With her fiancé in Rangoon, Cruickshank continued to teach domestic science in Chesterfield, but returned to Logie Newton for the 1939 summer holidays, meaning that she was able to bid farewell to her younger brother Ian—a private in the 9th Battalion of the Gordon Highlanders—as he was called up. She resigned from teaching in 1940 so that she could work as part of the Women's Land Army (the Land Girls) on Logie Newton, where she learnt to drive the tractor and lorries. On 28 February 1942, her brother James was appointed to the rank of pilot officer and was placed on probation. After he was called up, he flew with No. 239 Squadron of the Royal Air Force Volunteer Reserve, and died during the Dieppe Raid when his Mustang Mk IA crashed in Brachy, Normandy on 19 August.

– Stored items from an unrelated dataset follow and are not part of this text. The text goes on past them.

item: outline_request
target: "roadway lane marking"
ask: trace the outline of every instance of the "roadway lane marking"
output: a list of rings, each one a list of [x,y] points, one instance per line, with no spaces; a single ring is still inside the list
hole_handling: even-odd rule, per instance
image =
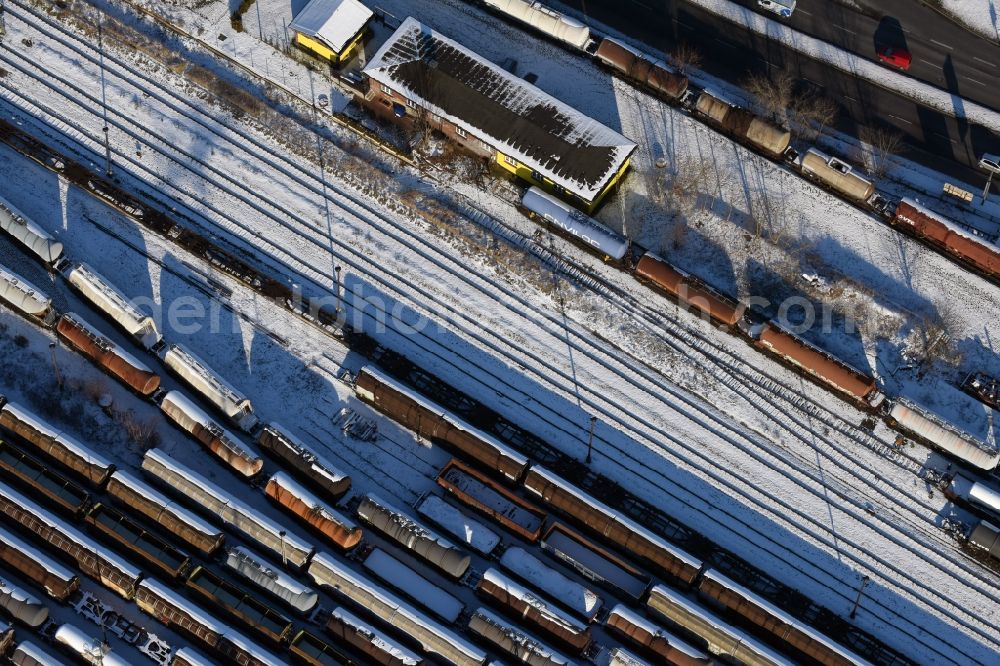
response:
[[[977,58],[976,56],[972,56],[972,59],[973,60],[978,60],[979,62],[983,63],[984,65],[989,65],[990,67],[996,67],[997,66],[997,64],[995,62],[990,62],[989,60],[983,60],[982,58]]]
[[[951,138],[951,137],[950,137],[950,136],[948,136],[947,134],[941,134],[941,132],[931,132],[931,134],[933,134],[934,136],[939,136],[939,137],[941,137],[942,139],[947,139],[947,140],[948,140],[948,141],[950,141],[951,143],[958,143],[958,141],[955,141],[955,140],[954,140],[953,138]]]
[[[806,11],[806,10],[804,10],[804,9],[800,9],[800,10],[799,10],[799,14],[805,14],[806,16],[812,16],[812,14],[811,14],[811,13],[807,12],[807,11]]]
[[[985,84],[985,83],[983,83],[982,81],[976,81],[976,80],[975,80],[974,78],[972,78],[971,76],[967,76],[967,77],[965,77],[965,80],[966,80],[966,81],[972,81],[973,83],[978,83],[979,85],[983,86],[984,88],[986,87],[986,84]]]
[[[935,65],[934,63],[932,63],[930,60],[924,60],[923,58],[917,58],[917,60],[919,60],[920,62],[926,62],[931,67],[937,67],[937,65]]]
[[[844,26],[842,26],[842,25],[837,25],[836,23],[832,23],[831,25],[833,25],[833,27],[834,27],[834,28],[840,28],[840,29],[841,29],[841,30],[843,30],[844,32],[849,32],[849,33],[851,33],[852,35],[855,35],[855,34],[857,34],[857,33],[856,33],[856,32],[854,32],[853,30],[851,30],[850,28],[845,28],[845,27],[844,27]],[[934,40],[931,40],[931,41],[934,41]]]
[[[913,124],[913,123],[911,123],[911,122],[910,122],[909,120],[907,120],[906,118],[900,118],[899,116],[894,116],[894,115],[892,115],[891,113],[889,114],[889,117],[890,117],[890,118],[895,118],[896,120],[902,120],[902,121],[903,121],[904,123],[906,123],[907,125],[912,125],[912,124]]]
[[[938,46],[943,46],[943,47],[945,47],[945,48],[946,48],[946,49],[948,49],[949,51],[954,51],[954,50],[955,50],[955,47],[953,47],[953,46],[948,46],[948,45],[947,45],[947,44],[945,44],[944,42],[939,42],[939,41],[938,41],[938,40],[936,40],[936,39],[932,39],[931,41],[932,41],[932,42],[934,42],[935,44],[937,44]]]
[[[850,95],[844,95],[844,99],[849,99],[852,102],[857,102],[858,101],[858,100],[854,99],[853,97],[851,97]]]

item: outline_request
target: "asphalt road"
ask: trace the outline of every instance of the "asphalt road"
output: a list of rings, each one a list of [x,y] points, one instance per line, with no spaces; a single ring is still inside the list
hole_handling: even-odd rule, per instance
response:
[[[899,93],[803,56],[784,44],[737,27],[683,0],[562,2],[660,51],[670,52],[681,42],[693,45],[703,56],[702,69],[736,84],[750,73],[785,69],[800,85],[819,89],[838,103],[837,129],[857,136],[861,125],[885,124],[895,128],[904,136],[902,152],[906,157],[971,185],[973,189],[981,191],[986,184],[986,175],[976,167],[979,156],[984,152],[1000,154],[1000,137],[981,126],[926,108]],[[743,2],[756,6],[754,0]],[[886,4],[896,2],[916,4],[914,0],[889,0]],[[831,11],[840,7],[831,0],[799,1],[800,7],[807,11],[813,4],[830,5]],[[829,17],[820,18],[818,13],[813,16],[816,21],[830,20]],[[937,23],[952,25],[947,19],[935,16]],[[970,39],[973,38],[966,36],[966,40]],[[866,48],[873,49],[871,45]],[[1000,77],[994,77],[994,81],[996,90],[992,92],[1000,95]],[[961,80],[955,85],[960,86],[958,90],[964,94]],[[956,98],[955,103],[961,105],[962,100]],[[994,191],[998,190],[1000,188],[994,185]]]

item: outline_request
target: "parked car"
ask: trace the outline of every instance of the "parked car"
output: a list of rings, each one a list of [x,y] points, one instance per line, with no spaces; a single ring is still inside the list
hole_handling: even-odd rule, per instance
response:
[[[795,2],[796,0],[757,0],[757,6],[782,18],[788,18],[795,11]]]
[[[882,45],[876,49],[875,53],[878,55],[879,61],[904,72],[910,68],[910,62],[913,61],[913,56],[910,55],[909,51],[896,46]]]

Following Victory over Japan Day in August 1945, Richard sent a telegram to Cruickshank to let her know that he would soon be returning to the UK and that she should begin to plan their wedding. Richard flew back from India on a military plane, and, on 13 September 1945, the couple were married at St. James' Episcopal Church in Aberdeen by George Bartlet, the dean of the Diocese of Aberdeen and Orkney, with a reception afterwards at the Caledonian Hotel. Later that year, Richard returned to India to be demobilised, before continuing to Rangoon, where Helen Rushall met him. The Rushalls remained in Rangoon for the next ten years. While in Burma, Rushall took an active role in furthering Burma–British relations by helping to form the National Council of Women in Burma, an affiliate of the International Council of Women. She also worked in rehabilitation, helping to build clinics for the Burmese people. During this time, the Rushalls had two children, a son and a daughter.

Burma became independent from the UK on 4 January 1948, and, by the mid-fifties, had begun expelling the non-Burmese population, who were told that they had to leave the country by a certain date. Consequently, in 1955 the Rushall family returned to the UK. They lived in Aberdeen for two years, before moving to Friars Cliff in Christchurch, Dorset. In December 1957, the foreign secretary, Selwyn Lloyd, submitted Rushall's name to Queen Elizabeth II for her appointment as an MBE. Following Lloyd's recommendation, the Queen directed that Rushall be appointed an MBE as part of the 1958 New Year Honours in recognition of her work on the executive committee of the National Council of Women in Burma, as well as her rehabilitation work after World War II. Rushall attended an investiture—the fifth in a series of six—at Buckingham Palace on 11 March that year, where the Queen presented her and 176 other men and women with the insignia of their awards. Rushall died on 15 October 1984 in Christchurch, at the age of 70. Her funeral was held on 19 October at All Saints Church in Mudeford.